The Cost Problem
Cloud data platforms make it incredibly easy to scale — and incredibly easy to overspend. We've seen Snowflake bills balloon 3× after a single misconfigured query, and AWS Glue jobs running 24/7 when they only needed 2 hours of compute per day. Cost optimization isn't about being cheap; it's about making sure every dollar of cloud spend translates into business value.
Snowflake Warehouse Tuning
The easiest Snowflake win is right-sizing virtual warehouses. Most teams default to LARGE or X-LARGE warehouses when SMALL handles 80% of workloads just fine. We profiled every query using the QUERY_HISTORY view, identified queries with high queue times (sign of under-provisioning) and queries with low utilization percentages (sign of over-provisioning), and right-sized accordingly. We also implemented auto-suspend after 60 seconds of inactivity and used multi-cluster warehouses with scaling policies for bursty workloads. These changes alone cut our Snowflake compute costs by 35%.
Batch vs. Streaming Cost Trade-offs
Not everything needs to be real-time. We audit each pipeline's freshness requirements with business stakeholders. If the dashboard is viewed once per morning, a nightly batch is fine — no need for a Kafka stream. We categorize pipelines into three tiers: Tier 1 (near real-time, < 5 min latency), Tier 2 (hourly), and Tier 3 (daily). This simple classification helped us move three pipelines from Kafka to batch Airflow DAGs, saving $2,100/month in streaming infrastructure costs.
Storage Optimization
Storage costs creep up silently.

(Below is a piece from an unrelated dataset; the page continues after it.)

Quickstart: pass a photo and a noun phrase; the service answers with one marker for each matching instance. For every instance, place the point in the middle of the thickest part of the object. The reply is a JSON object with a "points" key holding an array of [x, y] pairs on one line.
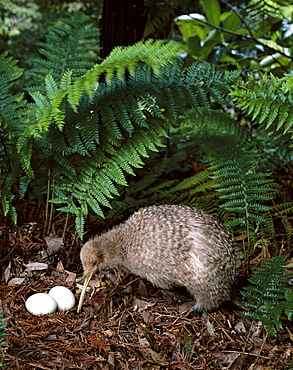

We implemented three strategies: (1) convert CSV and JSON files to Parquet or Delta format at the Bronze layer — compression ratios of 5-10× are typical, (2) set lifecycle policies on S3/ADLS to transition data older than 90 days to cold storage tiers, and (3) disable Snowflake Time Travel on staging and transient tables where we don't need 90-day history. Strategy 3 alone freed up 4 TB of storage.
Compute Scheduling
Many pipelines run on fixed schedules regardless of whether new data has arrived. We replaced time-based triggers with event-based triggers wherever possible — S3 event notifications, database CDC triggers, and webhook-based Airflow DAG runs. This reduced unnecessary compute executions by 40%. For non-event-driven workloads, we use AWS Spot Instances for Airflow workers and Databricks pools with spot pricing, accepting the occasional task restart in exchange for 60-70% cost savings.
Building a Cost Culture
Tools and techniques only work if the team cares about costs. We added a monthly "Cloud Cost Review" to our sprint ceremonies, set up per-team cost dashboards with alerts at 80% and 100% of budget, and made cost impact a mandatory section in every architecture design review. When engineers can see how their pipeline changes affect the bill in near real-time, they self-optimize. Our total data platform costs dropped 28% over six months without sacrificing any SLAs.